Spray the souffle dish and inside of the paper collar with nonstick cooking spray.
Sprinkle Parmesan cheese evenly into the dish, including the sides, and then tilt dish, helping to coat the bottom and sides. Set aside in a cool part of the kitchen.
2. Warm the milk in heavy-bottomed small saucepan over medium-low heat until steaming, taking care it does not burn.
3. Meanwhile, melt butter in heavy-bottomed large saucepan over medium-high heat.
Reduce the heat to medium-low, and sprinkle in the flour and continually whisk together until the mixture begins to foam and loses its raw taste, taking about 2 to 3 minutes (do not allow mixture to brown).
4. Pour in the warm milk, whisking until smooth. Turn up the heat to medium and cook the mixture, whisking constantly until the mixture becomes very thick, taking about 2 to 3 minutes.
5. Remove saucepan from heat; whisk in the mustard, white pepper, and nutmeg.
6. Temper the egg yolks: Add a small spoonful of the milk mixture to the egg yolks and quickly whisk in. Add a larger spoonful of the milk mixture top the egg yolks and whisk in. Repeat a few times. Return the tempered egg yolk mixture back into the milk mixture in the main saucepan.
Whisk in the cheese, and mix until smooth.
Set aside and let cool to lukewarm. Stir once or twice.
SARAH SAYS: Step I can be made 2 hours ahead. Cover and refrigerate. To use in the recipe, warm slowly in the top of a double boiler, stirring constantly. Cool to lukewarm to use in the recipe
STEP II: PREPARE THE BEATEN EGG WHITES AND FOLD WITH BASE. BAKE SOUFFLE AND SERVE IMMEDIATELY.

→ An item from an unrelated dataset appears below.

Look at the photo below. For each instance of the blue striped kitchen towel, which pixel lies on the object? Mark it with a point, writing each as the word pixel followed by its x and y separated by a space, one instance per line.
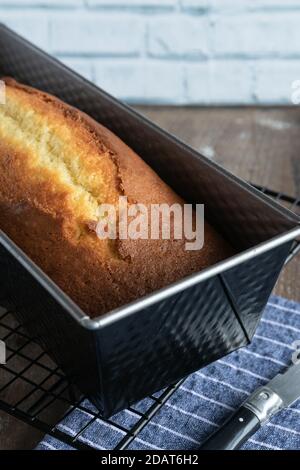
pixel 209 396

1. Using an electric stand mixer fitted with a whisk attachment, place the egg whites in a mixer bowl; make sure both the whisk and bowl are clean and grease-free.
Beat on medium-low speed until foamy and cloudy, about 2 minutes.
Add the salt and cream of tartar. Increase the mixer speed to medium-high.
When you see lots of bubbles forming at the edge of the egg white foam, increase the mixer speed to high.
Beat until the egg whites are very stiff and glossy. Then, STOP!
SARAH SAYS: If egg whites are beaten to dry and dull, they are overbeaten -- Watch carefully, because egg whites can go from stiff to dry and overbeaten in as little as 30 seconds.
2. Fold 1/4 of whites into the lukewarm or room temperature soufflé base to lighten. Fold in remaining whites in 2 additions. Place prepared souffle dish on the parchment-paper lined rimmed baking sheet.
Transfer batter to prepared dish. Optionally, sprinkle the top of the unbaked souffle with 1/4 cup greated Parmesan cheese.
3. Place the filled souffle dish, in the rimmed baking sheet, in the oven and immediately reduce the oven temperature to 375 degrees F. Do not open the oven door during the first 30 minutes of baking!
4. Bake until soufflé is puffed and golden brown on top and center moves slightly when dish is shaken gently, about 35- 45 minutes. Do NOT overbake. You should hear a few air bubbles popping.
SARAH SAYS: I "shake" the souffle dish by tapping it with the long end of a wooden spoon.
Remove from the oven. Present it at the table and serve immediately from the souffle dish with a large serving spoon.
SARAH SAYS: Leave on the paper collar when showing off your souffle; if removed, sometimes the souffle top falls to the side if it has risen quite high and your pan has low sides.
SARAH SAYS: Baked soufflés can be repuffed if necessary in a 400 degree F preheated oven 10 to 12 minutes; serve quickly, as they will deflate a little faster the second time around.
STORAGE: Store left-overs in the fridge overnight. Reheat in the microwave for one more meal, but it won't be the same as freshly baked! Soiuffles are meant to be eaten the moment they come from the oven for the first time!
Seafood, Chicken or Vegetable, etc.
For anyone wanting to add in cooked seafood, cooked chicken, cooked vegetables, etc, to the souffle, I recommend about 1 cup chopped (chop and then, measure). Stir it into the completed smooth egg yolk mixture, Step #6. Proceed to Step #7. A few tablespoons fresh chopped herbs are a welcome addition to any souffle.